W kościele św. Jacka odbyła się msza żałobna za Katarzynę Stoparczyk, dziennikarkę znaną z radiowej Trójki i programu „Duże dzieci”. Jej nagła śmierć w wypadku samochodowym wstrząsnęła fanami i światem mediów.

Msza pełna emocji i wzruszających wspomnień

Ceremonia rozpoczęła się o godzinie 13:00. Świątynia wypełniła się rodziną, znajomymi, współpracownikami i słuchaczami, którzy chcieli oddać jej ostatni hołd. Kapłan prowadzący nabożeństwo podkreślał, że choć nie znał osobiście Katarzyny Stoparczyk, to jej działalność zawodowa i dobro, które niosła innym, są powszechnie znane.

W swoim kazaniu mówił, że była nie tylko wybitną dziennikarką, ale przede wszystkim matką, żoną i córką. Wspomniał, że jej serdeczność i ciepło pozostaną w pamięci wielu ludzi na zawsze.

Symboliczne wieńce i poruszające napisy

Tuż obok urny ustawiono wieńce w kształcie serc, ułożone z czerwonych róż. Na jednym z nich znalazły się słowa od męża i synów:

„Kochamy Cię, Kasiu.

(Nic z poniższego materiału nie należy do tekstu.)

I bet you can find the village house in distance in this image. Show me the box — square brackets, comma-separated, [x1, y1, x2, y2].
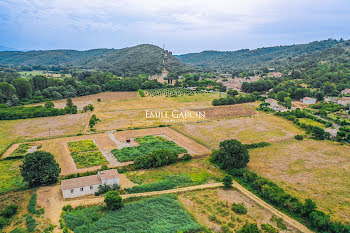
[61, 169, 120, 198]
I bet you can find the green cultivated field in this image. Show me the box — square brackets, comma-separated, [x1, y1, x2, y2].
[63, 195, 202, 233]
[112, 135, 187, 162]
[0, 160, 26, 194]
[68, 140, 108, 168]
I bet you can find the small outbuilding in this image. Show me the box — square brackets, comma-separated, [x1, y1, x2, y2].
[61, 169, 120, 198]
[301, 97, 316, 104]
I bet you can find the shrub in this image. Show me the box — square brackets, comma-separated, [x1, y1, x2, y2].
[0, 216, 8, 229]
[20, 151, 61, 187]
[0, 205, 18, 218]
[232, 203, 248, 214]
[104, 191, 123, 210]
[26, 215, 37, 232]
[260, 223, 280, 233]
[181, 153, 192, 161]
[211, 139, 249, 169]
[222, 176, 232, 188]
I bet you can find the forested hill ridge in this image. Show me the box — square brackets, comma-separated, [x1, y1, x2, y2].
[176, 39, 344, 71]
[0, 44, 196, 76]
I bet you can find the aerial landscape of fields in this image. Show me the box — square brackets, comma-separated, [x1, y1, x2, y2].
[0, 0, 350, 233]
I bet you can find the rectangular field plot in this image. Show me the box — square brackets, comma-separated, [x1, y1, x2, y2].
[68, 140, 108, 168]
[112, 135, 187, 162]
[63, 195, 202, 233]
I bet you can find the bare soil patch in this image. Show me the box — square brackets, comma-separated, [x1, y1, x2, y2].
[114, 127, 211, 155]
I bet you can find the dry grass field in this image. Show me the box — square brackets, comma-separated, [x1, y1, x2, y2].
[174, 113, 303, 149]
[249, 139, 350, 222]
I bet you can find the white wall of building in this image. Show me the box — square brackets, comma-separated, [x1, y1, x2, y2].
[62, 184, 99, 198]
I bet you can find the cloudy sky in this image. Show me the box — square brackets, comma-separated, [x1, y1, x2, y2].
[0, 0, 350, 54]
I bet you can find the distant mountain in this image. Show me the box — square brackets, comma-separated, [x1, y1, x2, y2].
[176, 39, 342, 70]
[0, 45, 17, 51]
[0, 44, 196, 75]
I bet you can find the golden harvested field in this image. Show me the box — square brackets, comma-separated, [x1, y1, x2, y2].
[249, 139, 350, 222]
[114, 127, 211, 155]
[192, 104, 258, 119]
[34, 92, 137, 110]
[174, 113, 303, 149]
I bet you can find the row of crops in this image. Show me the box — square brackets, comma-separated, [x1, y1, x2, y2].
[144, 87, 202, 97]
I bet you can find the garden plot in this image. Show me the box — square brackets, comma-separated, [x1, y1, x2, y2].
[68, 140, 108, 168]
[63, 195, 202, 233]
[113, 127, 211, 156]
[112, 135, 187, 162]
[178, 188, 297, 232]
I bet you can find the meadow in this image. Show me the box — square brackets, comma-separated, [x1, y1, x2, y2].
[68, 140, 108, 168]
[248, 139, 350, 222]
[126, 157, 224, 193]
[172, 113, 303, 149]
[178, 188, 295, 232]
[112, 135, 187, 162]
[63, 195, 202, 233]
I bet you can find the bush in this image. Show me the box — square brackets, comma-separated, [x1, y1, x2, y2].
[134, 149, 179, 169]
[232, 203, 248, 214]
[260, 223, 280, 233]
[222, 176, 232, 188]
[211, 139, 249, 169]
[20, 151, 61, 187]
[104, 191, 123, 210]
[181, 153, 192, 161]
[0, 216, 8, 229]
[0, 205, 18, 218]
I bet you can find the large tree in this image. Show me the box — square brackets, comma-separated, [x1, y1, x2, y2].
[211, 139, 250, 169]
[20, 151, 61, 187]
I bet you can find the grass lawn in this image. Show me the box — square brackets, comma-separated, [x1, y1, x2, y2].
[68, 140, 108, 168]
[63, 195, 202, 233]
[248, 139, 350, 222]
[0, 160, 27, 194]
[112, 135, 187, 162]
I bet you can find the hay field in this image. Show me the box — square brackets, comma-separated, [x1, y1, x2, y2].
[174, 113, 303, 149]
[248, 139, 350, 222]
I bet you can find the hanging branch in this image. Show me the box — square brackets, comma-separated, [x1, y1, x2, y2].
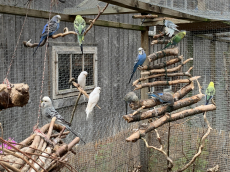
[141, 58, 193, 75]
[126, 104, 216, 142]
[0, 83, 29, 110]
[134, 76, 200, 90]
[84, 3, 109, 36]
[147, 47, 179, 62]
[69, 78, 101, 109]
[138, 55, 183, 70]
[23, 4, 109, 48]
[129, 82, 194, 110]
[141, 129, 173, 170]
[153, 32, 166, 39]
[132, 14, 158, 19]
[133, 67, 193, 86]
[123, 94, 204, 123]
[151, 40, 170, 45]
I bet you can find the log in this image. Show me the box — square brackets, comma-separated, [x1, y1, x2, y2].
[123, 94, 204, 123]
[129, 82, 194, 110]
[141, 58, 193, 75]
[147, 47, 179, 62]
[134, 76, 200, 90]
[126, 104, 216, 142]
[0, 83, 29, 110]
[133, 67, 193, 86]
[151, 40, 170, 45]
[138, 55, 183, 70]
[132, 14, 158, 19]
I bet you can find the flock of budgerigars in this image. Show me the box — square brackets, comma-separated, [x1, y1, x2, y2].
[31, 15, 215, 144]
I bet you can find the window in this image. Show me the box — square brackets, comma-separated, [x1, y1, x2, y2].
[52, 46, 97, 99]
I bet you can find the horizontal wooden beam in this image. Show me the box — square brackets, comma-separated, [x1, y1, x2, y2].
[64, 6, 138, 15]
[0, 5, 148, 31]
[99, 0, 212, 21]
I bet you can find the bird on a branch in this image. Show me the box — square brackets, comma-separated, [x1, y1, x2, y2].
[163, 19, 180, 37]
[205, 82, 216, 105]
[41, 96, 85, 143]
[74, 15, 86, 54]
[129, 47, 146, 83]
[77, 71, 88, 100]
[162, 31, 186, 50]
[85, 87, 101, 120]
[33, 15, 61, 55]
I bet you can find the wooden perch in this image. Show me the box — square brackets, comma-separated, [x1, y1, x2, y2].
[153, 32, 166, 39]
[84, 3, 109, 36]
[129, 82, 194, 110]
[138, 55, 183, 70]
[126, 104, 216, 142]
[0, 83, 29, 110]
[151, 40, 170, 45]
[134, 76, 200, 90]
[132, 14, 158, 19]
[123, 94, 204, 123]
[141, 58, 193, 75]
[147, 47, 179, 62]
[133, 67, 193, 86]
[69, 78, 101, 109]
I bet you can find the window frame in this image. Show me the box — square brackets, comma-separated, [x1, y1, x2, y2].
[52, 46, 98, 99]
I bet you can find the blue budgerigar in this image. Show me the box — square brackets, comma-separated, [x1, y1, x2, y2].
[129, 47, 146, 83]
[163, 19, 179, 37]
[149, 92, 174, 106]
[74, 15, 86, 54]
[33, 15, 61, 55]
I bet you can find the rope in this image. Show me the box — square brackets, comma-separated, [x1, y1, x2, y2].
[35, 0, 52, 129]
[5, 1, 31, 78]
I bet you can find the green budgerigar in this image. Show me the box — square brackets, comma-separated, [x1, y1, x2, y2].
[74, 15, 86, 54]
[163, 31, 186, 50]
[205, 82, 216, 105]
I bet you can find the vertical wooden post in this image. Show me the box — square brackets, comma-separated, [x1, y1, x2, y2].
[141, 29, 149, 99]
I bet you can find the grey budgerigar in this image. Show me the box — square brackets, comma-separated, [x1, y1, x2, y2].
[41, 96, 85, 143]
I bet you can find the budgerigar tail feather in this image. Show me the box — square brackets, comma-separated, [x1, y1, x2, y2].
[65, 125, 85, 144]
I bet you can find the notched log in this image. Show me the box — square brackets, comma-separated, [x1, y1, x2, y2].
[147, 47, 179, 62]
[0, 83, 29, 110]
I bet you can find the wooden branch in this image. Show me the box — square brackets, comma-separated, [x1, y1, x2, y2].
[151, 40, 170, 45]
[126, 104, 216, 142]
[153, 32, 166, 39]
[132, 15, 158, 19]
[23, 27, 77, 48]
[129, 82, 194, 110]
[141, 129, 173, 169]
[69, 78, 101, 109]
[84, 3, 109, 36]
[133, 67, 193, 86]
[134, 76, 200, 90]
[138, 55, 183, 70]
[177, 112, 212, 172]
[0, 83, 29, 110]
[123, 94, 204, 123]
[147, 47, 179, 62]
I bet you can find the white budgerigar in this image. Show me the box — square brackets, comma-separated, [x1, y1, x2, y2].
[77, 71, 88, 100]
[85, 87, 101, 120]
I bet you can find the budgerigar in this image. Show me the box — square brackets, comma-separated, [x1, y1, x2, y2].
[205, 82, 216, 105]
[163, 19, 179, 37]
[41, 96, 85, 143]
[77, 71, 88, 100]
[74, 15, 86, 54]
[129, 47, 146, 83]
[149, 92, 174, 106]
[124, 91, 139, 103]
[85, 87, 101, 120]
[163, 31, 186, 50]
[33, 15, 61, 55]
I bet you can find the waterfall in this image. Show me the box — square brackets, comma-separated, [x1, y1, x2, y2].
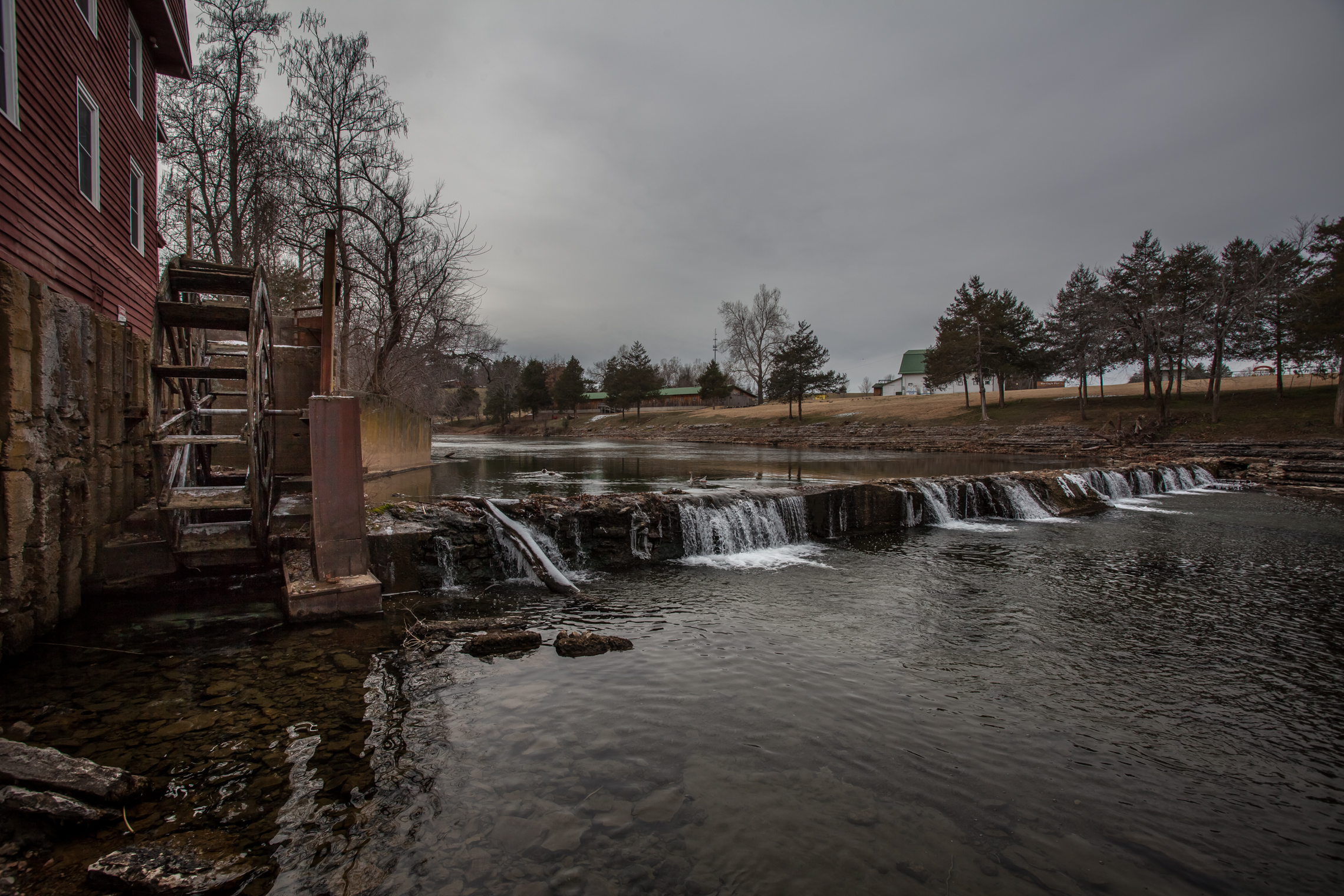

Rafał, Maksymilian, Fryderyk.”

Drugie serce pochodziło od jej rodziców, którzy z ogromnym bólem żegnali ukochaną córkę:

„Dziękujemy, że byłaś – żegnaj Kasiu. Do zobaczenia, rodzice.”

Napisy na wstęgach wywołały łzy w oczach wielu zgromadzonych, przypominając o ogromnej stracie, jaką poniosła rodzina.

Pożegnanie od przyjaciół i znanych osobistości

Rodzina poprosiła, aby zamiast kwiatów wspierać zbiórkę na rzecz Pracowni Psychologiczno-Terapeutycznej im. Katarzyny Stoparczyk. Jednak część żałobników zdecydowała się na symboliczne gesty kwiatowe.

Wieniec od Rafała Trzaskowskiego, kompozycje od Szymona Hołowni i rzecznika praw dziecka oraz od przyjaciół z Polskiego Radia pokazują, jak szerokie kręgi dotknęła jej śmierć. Na wstędze od kolegów z radia widniał napis:

„Kasiu, dziękujemy za wszystko.”

Ostatnia droga na Powązki Wojskowe

Po mszy urna z prochami dziennikarki została przeniesiona na warszawskie Powązki Wojskowe. To właśnie tam Katarzyna Stoparczyk spoczęła w kwaterze K, w rzędzie 16, w grobie 1B, niedaleko miejsc pochówku wybitnych ludzi kultury.

Żałobnicy żegnali ją w ciszy i skupieniu, wierząc, że pamięć o niej pozostanie w sercach na zawsze.